SA Bugzilla – Bug 8267
ExtractText.pm
Last modified: 2024-07-12 05:12:57 UTC
Hiya! It looks like there's a bug here: --- a/lib/Mail/SpamAssassin/Plugin/ExtractText.pm 2024-03-29 02:00:00.000000000 +0000 +++ b/lib/Mail/SpamAssassin/Plugin/ExtractText.pm 2024-07-06 21:56:00.788596023 +0100 @@ -601,7 +601,7 @@ sub _extract { push @{$coll->{flags}}, 'ActionURI'; dbg("extracttext: ActionURI: $1"); push @{$coll->{text}}, $text; - push @{$coll->{uris}}, $2; + push @{$coll->{uris}}, $1; } elsif($text =~ /QR-Code\:([^\s]*)/) { # zbarimg(1) prefixes the url with "QR-Code:" string my $qrurl = $1; Note that the regex has a "?:" in the first capturing group: if ($text =~ /<a(?:\s+[^>]+)?\s+href="([^">]*)"/) { So, you just have $1. $2 is undef.
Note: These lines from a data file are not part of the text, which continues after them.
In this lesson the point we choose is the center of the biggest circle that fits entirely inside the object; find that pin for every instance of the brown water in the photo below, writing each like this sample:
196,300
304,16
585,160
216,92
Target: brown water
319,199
A side note: You say "This module (ExtractText.pm) uses external tools to extract text from message parts, and then sets the text as the rendered part. **External tool must output plain text**, not HTML or other non-textual result." Though, this code is parsing an html tag for a href attribute... Cheers, jps
Yes, that looks like a bug. Thanks for reporting it. I've committed your patch as r1919159. It should be part of the next release. Regarding the documentation, I think that means that the extracted text will be directly available to body rules without any further processing. So it doesn't parse HTML and remove tags the way it would on a text/html part, for example. Honestly, I don't know why it's only parsing & extracting the first <a> tag and not all of them. It simply adds the URI to metadata that would be available to Bayes and other plugins. I don't know what the original author's intentions were.